An introducing to the concept of model cards can be found in the original paper "Model Cards for Model Reporting"
Michael Wolff created this model. The model is using LogisticRegression with parameters "max_iter=1000" and "random_state=42" in scikit-learn 1.4.0.
This model can be used to predict whether an income exceeds, or is below $50K/yr based on the provided census data.
The UC Irvine Machine Learning Repository is where you can find information on the original dataset
The trainings data was provided in the Udacity nd0821-c3 project starter kit
You can gain information on the data from this Jupyter notebook: "Census_Clean_Data.ipynb".

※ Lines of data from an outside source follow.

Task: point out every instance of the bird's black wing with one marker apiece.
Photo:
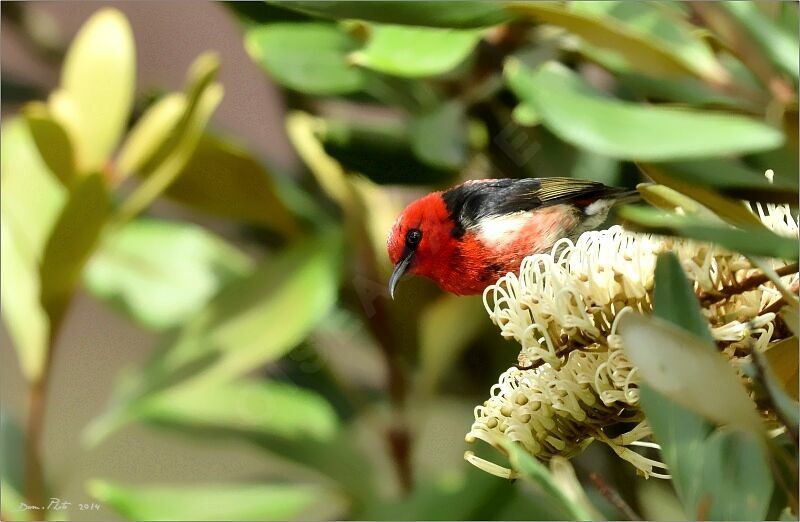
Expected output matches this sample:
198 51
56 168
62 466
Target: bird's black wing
472 201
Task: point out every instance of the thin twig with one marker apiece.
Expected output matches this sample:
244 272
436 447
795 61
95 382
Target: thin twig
613 496
750 283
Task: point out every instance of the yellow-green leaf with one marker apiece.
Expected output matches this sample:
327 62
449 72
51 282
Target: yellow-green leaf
99 78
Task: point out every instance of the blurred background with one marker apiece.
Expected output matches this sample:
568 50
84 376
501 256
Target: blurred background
218 341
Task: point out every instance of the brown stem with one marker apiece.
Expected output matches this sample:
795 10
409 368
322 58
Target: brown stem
613 497
750 283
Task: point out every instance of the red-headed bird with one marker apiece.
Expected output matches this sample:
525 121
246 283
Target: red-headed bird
469 236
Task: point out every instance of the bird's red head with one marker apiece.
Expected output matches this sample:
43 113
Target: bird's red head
421 239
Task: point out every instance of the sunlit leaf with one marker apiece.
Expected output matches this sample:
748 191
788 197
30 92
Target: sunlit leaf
72 242
583 117
306 56
52 141
436 13
746 240
217 501
226 180
31 198
682 367
728 177
99 78
439 137
162 272
248 407
141 149
779 45
446 327
415 51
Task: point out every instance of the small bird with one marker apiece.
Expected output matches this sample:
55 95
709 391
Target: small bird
467 237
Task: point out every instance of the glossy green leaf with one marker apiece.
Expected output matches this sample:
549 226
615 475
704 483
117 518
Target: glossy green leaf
226 180
248 407
310 57
436 13
142 148
735 212
52 141
162 272
728 177
439 137
71 243
31 199
99 79
581 116
644 53
415 51
748 241
660 28
446 327
778 44
682 367
216 501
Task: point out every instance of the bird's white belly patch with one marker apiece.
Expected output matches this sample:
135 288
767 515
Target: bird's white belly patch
501 230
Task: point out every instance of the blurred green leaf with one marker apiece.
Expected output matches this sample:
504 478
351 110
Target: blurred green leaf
734 212
224 179
446 327
728 177
52 141
31 199
779 45
306 56
639 48
565 488
99 78
161 272
685 369
746 240
244 406
439 137
580 115
436 13
216 501
661 28
415 51
74 236
145 144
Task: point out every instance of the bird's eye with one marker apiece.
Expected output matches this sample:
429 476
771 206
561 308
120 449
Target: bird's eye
413 237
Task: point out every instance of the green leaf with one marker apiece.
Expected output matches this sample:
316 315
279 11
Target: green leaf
659 27
98 79
746 240
632 47
439 137
161 272
581 116
217 501
687 370
30 201
71 243
52 141
779 45
728 177
225 180
674 299
436 13
309 57
249 407
415 51
147 141
446 327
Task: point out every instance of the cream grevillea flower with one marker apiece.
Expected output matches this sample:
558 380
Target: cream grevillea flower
563 309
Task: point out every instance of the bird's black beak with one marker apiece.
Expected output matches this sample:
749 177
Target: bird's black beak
400 269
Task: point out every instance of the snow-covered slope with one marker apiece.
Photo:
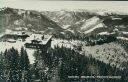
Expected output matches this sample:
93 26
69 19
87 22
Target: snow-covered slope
112 53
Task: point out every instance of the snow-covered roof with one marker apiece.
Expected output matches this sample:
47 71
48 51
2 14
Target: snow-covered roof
38 37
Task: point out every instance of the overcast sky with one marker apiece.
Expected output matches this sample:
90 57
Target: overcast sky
121 6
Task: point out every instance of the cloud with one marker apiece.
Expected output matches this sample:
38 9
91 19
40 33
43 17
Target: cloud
55 5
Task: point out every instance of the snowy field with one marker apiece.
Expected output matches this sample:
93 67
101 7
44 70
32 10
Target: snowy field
111 53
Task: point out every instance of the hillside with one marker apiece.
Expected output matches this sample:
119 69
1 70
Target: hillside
29 20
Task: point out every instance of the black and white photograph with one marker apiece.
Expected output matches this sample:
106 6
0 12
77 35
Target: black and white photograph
63 41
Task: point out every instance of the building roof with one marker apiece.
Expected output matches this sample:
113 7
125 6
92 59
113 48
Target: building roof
38 37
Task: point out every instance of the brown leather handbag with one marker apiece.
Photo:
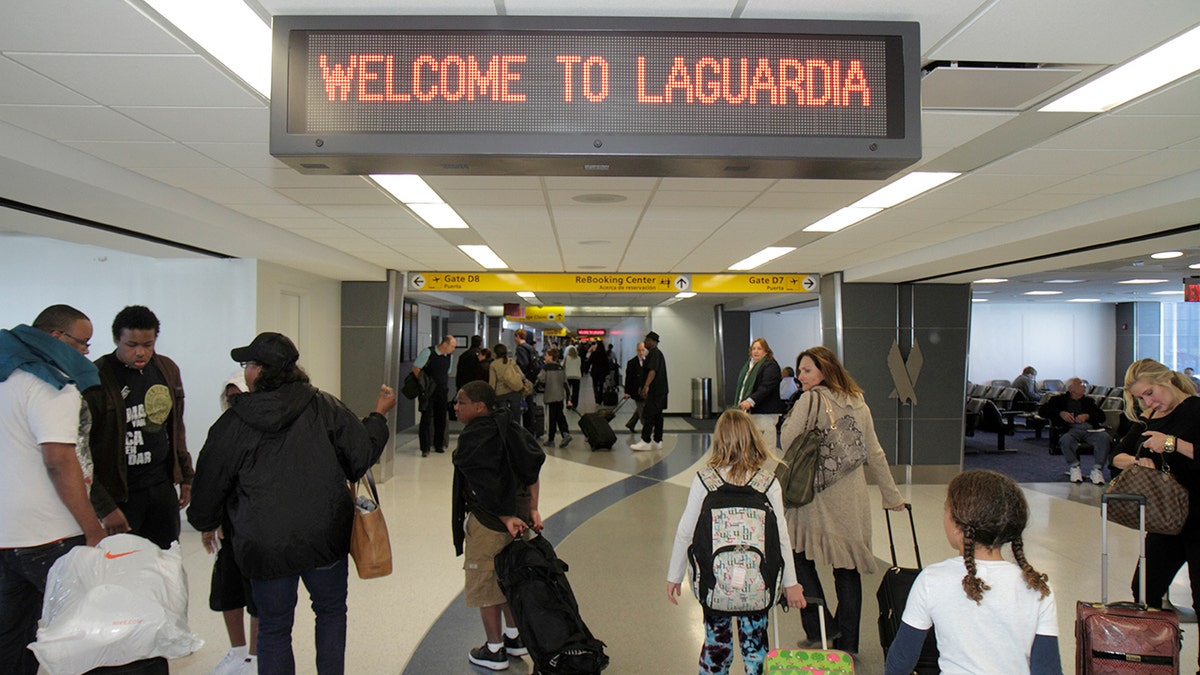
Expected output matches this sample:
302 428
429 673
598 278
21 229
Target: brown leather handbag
370 545
1167 500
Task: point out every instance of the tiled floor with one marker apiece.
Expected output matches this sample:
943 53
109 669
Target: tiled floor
612 517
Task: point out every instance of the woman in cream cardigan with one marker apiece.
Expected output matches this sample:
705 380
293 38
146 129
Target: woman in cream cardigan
835 527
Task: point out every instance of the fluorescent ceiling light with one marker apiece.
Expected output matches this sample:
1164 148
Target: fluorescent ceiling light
762 257
903 190
841 219
407 187
1155 69
484 256
439 216
228 30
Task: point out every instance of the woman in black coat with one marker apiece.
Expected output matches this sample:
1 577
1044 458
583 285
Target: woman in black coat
759 389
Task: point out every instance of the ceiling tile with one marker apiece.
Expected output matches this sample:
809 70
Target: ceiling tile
77 123
159 79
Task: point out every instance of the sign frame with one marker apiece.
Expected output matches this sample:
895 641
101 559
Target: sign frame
582 153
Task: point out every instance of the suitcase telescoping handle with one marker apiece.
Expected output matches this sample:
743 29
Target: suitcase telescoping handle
892 542
1104 543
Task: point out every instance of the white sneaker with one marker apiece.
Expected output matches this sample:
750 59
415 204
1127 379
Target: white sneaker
232 662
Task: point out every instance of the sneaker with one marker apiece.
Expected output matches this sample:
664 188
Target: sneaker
489 658
515 646
232 662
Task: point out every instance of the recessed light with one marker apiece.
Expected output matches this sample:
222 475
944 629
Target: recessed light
599 198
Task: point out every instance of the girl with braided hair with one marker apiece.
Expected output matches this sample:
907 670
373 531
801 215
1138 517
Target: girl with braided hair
990 615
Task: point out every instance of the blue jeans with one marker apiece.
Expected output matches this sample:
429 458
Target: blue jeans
22 586
276 599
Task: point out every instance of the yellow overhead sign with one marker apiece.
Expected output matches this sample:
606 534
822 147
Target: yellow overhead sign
539 282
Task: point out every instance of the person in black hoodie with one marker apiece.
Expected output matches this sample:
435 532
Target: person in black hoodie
279 460
495 500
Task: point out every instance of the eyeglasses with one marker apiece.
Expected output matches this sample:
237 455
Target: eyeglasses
76 340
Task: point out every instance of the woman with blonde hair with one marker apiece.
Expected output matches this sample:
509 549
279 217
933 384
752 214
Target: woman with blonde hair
507 378
1167 424
759 389
835 527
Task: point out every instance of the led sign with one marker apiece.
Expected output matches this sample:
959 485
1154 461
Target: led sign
595 96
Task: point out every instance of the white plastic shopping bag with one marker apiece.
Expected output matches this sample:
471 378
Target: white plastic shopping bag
115 603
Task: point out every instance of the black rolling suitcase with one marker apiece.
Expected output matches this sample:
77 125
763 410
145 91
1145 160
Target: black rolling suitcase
535 586
893 595
598 431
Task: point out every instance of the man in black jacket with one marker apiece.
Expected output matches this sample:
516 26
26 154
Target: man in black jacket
1078 418
495 500
279 460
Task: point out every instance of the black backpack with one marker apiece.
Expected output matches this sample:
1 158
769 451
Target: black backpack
736 565
535 586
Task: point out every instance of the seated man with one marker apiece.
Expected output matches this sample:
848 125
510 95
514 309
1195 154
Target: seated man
1075 416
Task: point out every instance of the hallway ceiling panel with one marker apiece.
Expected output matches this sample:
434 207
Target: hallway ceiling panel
123 121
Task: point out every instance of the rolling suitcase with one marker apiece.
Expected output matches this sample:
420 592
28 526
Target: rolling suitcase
534 584
808 662
598 431
1125 637
893 596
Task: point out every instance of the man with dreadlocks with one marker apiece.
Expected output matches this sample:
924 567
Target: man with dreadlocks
990 615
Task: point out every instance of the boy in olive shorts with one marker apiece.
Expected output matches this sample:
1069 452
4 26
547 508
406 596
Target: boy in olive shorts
495 500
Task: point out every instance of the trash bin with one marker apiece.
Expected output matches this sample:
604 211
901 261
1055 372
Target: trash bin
701 398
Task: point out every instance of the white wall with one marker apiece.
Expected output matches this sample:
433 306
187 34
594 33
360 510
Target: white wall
1061 340
689 346
789 333
205 306
307 309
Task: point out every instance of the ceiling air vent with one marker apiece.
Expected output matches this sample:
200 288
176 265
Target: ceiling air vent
979 85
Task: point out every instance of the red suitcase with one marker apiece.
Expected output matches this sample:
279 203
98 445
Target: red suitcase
1125 638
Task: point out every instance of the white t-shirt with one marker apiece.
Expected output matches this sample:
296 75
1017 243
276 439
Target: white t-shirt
977 639
34 412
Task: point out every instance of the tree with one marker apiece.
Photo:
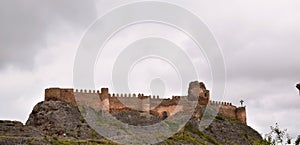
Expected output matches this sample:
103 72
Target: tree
278 136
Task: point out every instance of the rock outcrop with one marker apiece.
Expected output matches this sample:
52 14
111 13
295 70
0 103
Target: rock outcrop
51 117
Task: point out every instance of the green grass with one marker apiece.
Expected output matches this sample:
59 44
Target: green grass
82 142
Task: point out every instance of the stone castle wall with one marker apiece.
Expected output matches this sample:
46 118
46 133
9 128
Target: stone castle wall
151 104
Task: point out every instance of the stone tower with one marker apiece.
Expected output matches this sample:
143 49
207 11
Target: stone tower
197 92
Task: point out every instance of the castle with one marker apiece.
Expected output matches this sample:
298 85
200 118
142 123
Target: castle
103 100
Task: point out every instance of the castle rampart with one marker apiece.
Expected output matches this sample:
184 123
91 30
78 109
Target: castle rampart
103 100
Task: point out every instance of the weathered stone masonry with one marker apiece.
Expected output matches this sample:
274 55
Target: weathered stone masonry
151 104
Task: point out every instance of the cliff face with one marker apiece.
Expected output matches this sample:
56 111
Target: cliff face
48 118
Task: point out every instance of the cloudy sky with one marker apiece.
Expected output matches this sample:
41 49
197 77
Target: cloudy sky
259 41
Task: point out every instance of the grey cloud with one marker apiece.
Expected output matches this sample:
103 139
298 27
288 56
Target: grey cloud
25 25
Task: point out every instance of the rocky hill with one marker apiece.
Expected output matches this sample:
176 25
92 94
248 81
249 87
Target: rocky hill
49 119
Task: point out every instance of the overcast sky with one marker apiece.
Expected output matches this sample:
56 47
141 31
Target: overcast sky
259 40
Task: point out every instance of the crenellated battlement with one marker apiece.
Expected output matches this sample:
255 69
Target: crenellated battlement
103 100
220 103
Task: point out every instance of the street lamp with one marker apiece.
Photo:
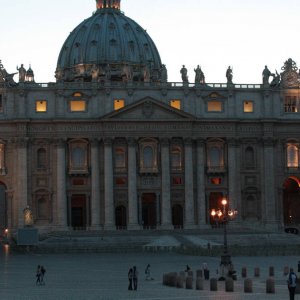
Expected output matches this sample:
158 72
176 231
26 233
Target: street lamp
223 216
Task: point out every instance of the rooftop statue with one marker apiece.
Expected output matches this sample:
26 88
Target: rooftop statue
184 75
266 75
229 75
199 77
163 74
22 73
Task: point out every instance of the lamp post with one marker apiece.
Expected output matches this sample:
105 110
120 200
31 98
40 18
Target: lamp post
223 216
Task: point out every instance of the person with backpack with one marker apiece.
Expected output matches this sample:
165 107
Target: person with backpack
292 283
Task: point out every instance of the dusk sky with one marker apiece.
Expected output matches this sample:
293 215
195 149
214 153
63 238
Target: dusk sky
215 34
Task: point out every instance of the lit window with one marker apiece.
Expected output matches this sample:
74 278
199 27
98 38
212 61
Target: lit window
248 106
1 104
292 156
118 104
77 105
41 106
176 104
214 106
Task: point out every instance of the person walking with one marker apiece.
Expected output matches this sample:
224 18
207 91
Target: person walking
148 272
43 271
292 283
38 275
135 278
130 278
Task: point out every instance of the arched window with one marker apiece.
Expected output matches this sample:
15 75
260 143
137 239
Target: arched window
292 156
120 161
215 157
148 157
42 158
176 158
249 157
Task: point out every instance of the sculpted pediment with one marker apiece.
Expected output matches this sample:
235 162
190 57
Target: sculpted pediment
148 109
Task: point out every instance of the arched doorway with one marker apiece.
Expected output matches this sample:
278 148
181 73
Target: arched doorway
149 210
3 208
177 216
121 217
291 201
78 212
215 199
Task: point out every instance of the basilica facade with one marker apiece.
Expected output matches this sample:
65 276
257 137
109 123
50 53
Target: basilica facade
113 145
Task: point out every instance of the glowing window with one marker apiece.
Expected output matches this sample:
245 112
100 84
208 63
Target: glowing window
41 106
77 105
292 156
214 106
248 106
118 104
176 104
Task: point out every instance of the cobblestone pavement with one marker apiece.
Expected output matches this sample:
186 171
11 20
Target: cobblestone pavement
104 276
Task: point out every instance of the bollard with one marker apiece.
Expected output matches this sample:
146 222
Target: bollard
189 283
199 284
180 282
190 274
270 286
248 286
244 272
229 285
214 284
199 273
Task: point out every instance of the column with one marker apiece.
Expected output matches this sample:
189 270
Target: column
22 178
201 200
189 185
132 187
109 222
95 178
165 185
269 197
61 199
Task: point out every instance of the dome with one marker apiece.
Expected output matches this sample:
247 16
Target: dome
109 46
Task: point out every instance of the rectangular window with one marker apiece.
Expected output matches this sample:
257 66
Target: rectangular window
40 105
77 105
248 106
291 104
214 106
118 104
176 104
1 103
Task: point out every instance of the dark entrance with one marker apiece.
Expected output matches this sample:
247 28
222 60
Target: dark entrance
78 212
121 220
291 201
149 210
177 216
215 202
3 213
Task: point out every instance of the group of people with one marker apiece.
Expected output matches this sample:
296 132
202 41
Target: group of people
40 274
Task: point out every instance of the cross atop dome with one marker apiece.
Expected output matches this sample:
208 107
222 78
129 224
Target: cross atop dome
115 4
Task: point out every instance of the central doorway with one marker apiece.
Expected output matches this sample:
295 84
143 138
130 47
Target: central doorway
149 210
78 212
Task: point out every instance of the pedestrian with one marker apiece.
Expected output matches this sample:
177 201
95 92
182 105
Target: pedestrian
135 277
292 282
130 278
43 271
38 275
148 272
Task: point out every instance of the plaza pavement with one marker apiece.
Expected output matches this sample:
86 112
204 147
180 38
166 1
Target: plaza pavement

In the process of data cleaning, spaces from column names were removed and also hyphen were replaced with underscore. The dataset contains 32561 rows and 15 features (9 categorical and 6 numerical features).
The dataset set is split into 80-20 for a train and test split. The target feature is "salary", in 2 categories, salaries over $50K/yr, and salaries below $50K/yr.
The categorical features where encoded with a OneHotEncoder with parameters parse=False and handle_unknown="ignore". The label is encoded with a LabelBinarizer with no parameters.
The evaluation data comprised the same pre-processing steps and parameters as the training data, having the remaining 20% of the original data.
The overall metrics of the model are Precision: 0.752, Recall: 0.567, Fbeta: 0.647
The dataset provided appears to be fair and not biased. Neither is the model biased towards any particular group of people.
The dataset contains information about race and gender, further evaluation of the bias/ethical information of the dataset is therefore necessary.